Tiring of street fights, rioters turned to burning and looting. This was truly a sleepless night, and a resume of the day’s happenings nourished an inclination for renewed hostilities from another angle. The homes of blacks isolated in white neighborhoods were burned to the ground and the owners and occupants beaten and thrown unconscious in the smouldering embers. Meanwhile rioters in the “black belt” smashed windows and looted shops of white merchants on State Street.

Other rioters, manning high powered cars and armed, flitted up and down the darkened streets, chancing shots at fleeting whites on the street and those riding in street cars.

Toward midnight quiet reigned along State Street under the vigilance of 400 policemen and scores of uniformed men of the 8th Regiment.

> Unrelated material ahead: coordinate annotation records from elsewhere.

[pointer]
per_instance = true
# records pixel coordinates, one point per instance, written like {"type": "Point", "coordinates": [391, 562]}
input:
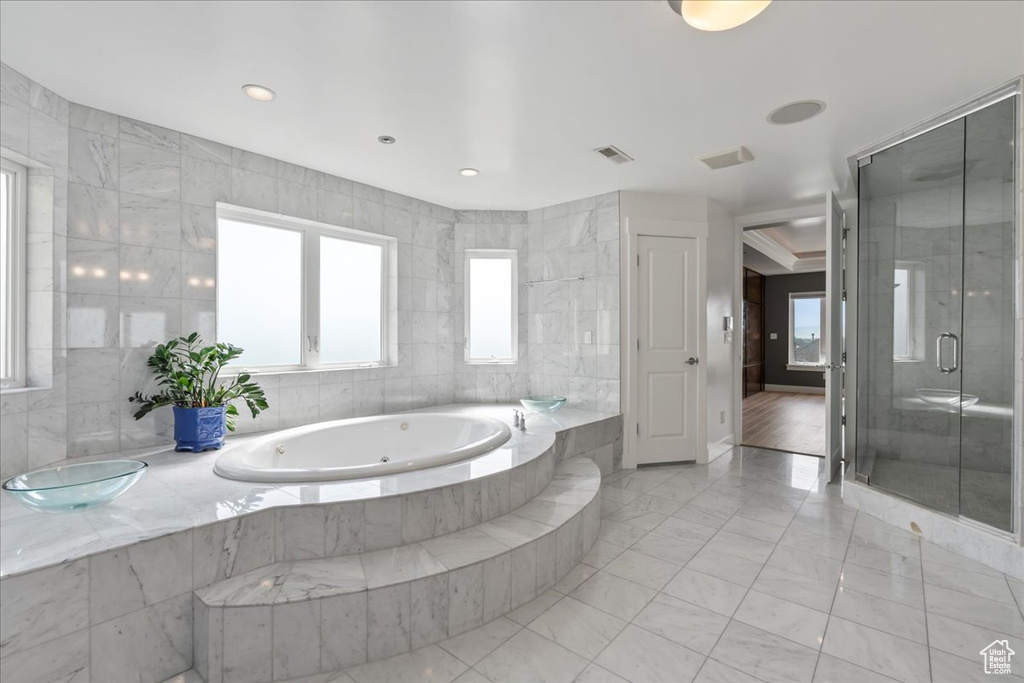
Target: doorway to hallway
{"type": "Point", "coordinates": [783, 421]}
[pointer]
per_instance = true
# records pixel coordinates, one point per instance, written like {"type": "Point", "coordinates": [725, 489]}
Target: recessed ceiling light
{"type": "Point", "coordinates": [259, 92]}
{"type": "Point", "coordinates": [718, 14]}
{"type": "Point", "coordinates": [796, 112]}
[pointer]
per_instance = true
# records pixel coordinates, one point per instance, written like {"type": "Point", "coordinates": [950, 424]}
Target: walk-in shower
{"type": "Point", "coordinates": [936, 246]}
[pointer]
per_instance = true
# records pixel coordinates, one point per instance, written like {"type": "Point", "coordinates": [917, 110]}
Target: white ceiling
{"type": "Point", "coordinates": [800, 237]}
{"type": "Point", "coordinates": [758, 262]}
{"type": "Point", "coordinates": [525, 90]}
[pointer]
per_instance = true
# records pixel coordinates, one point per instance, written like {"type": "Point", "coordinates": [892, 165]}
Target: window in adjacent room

Tuesday dawned sorrowing with a death toll of 20 dead and 300 injured. In the early morning a thirteen-year-old lad standing on his porch at 51st and Wabash Avenue was shot to death by a white man who, in an attempt to get away, encountered a mob and his existence became history. A mounted policeman, unknown, fatally wounded a small boy in the 49th block of Dearborn Street and was shot to death by some unknown rioter.

Workers thronging the loop district to their work were set upon by mobs of sailors and marines roving the streets and several fatal casualties have been reported. Infuriated white rioters attempted to storm the Palmer house and the post office where there are large numbers of employees, but an adequate police force dispersed them and later the men were spirited away to their homes in closed government mail trucks and other conveyances. White clerks have replaced our clerks in the main post office temporarily and our men have been shifted to outlying post offices. The loop violence came as a surprise to the police. Police and reserves had been scattered over the South Side rioting district, as no outbreaks had been expected in this quarter. Toward noon stations therein were overwhelmed with calls.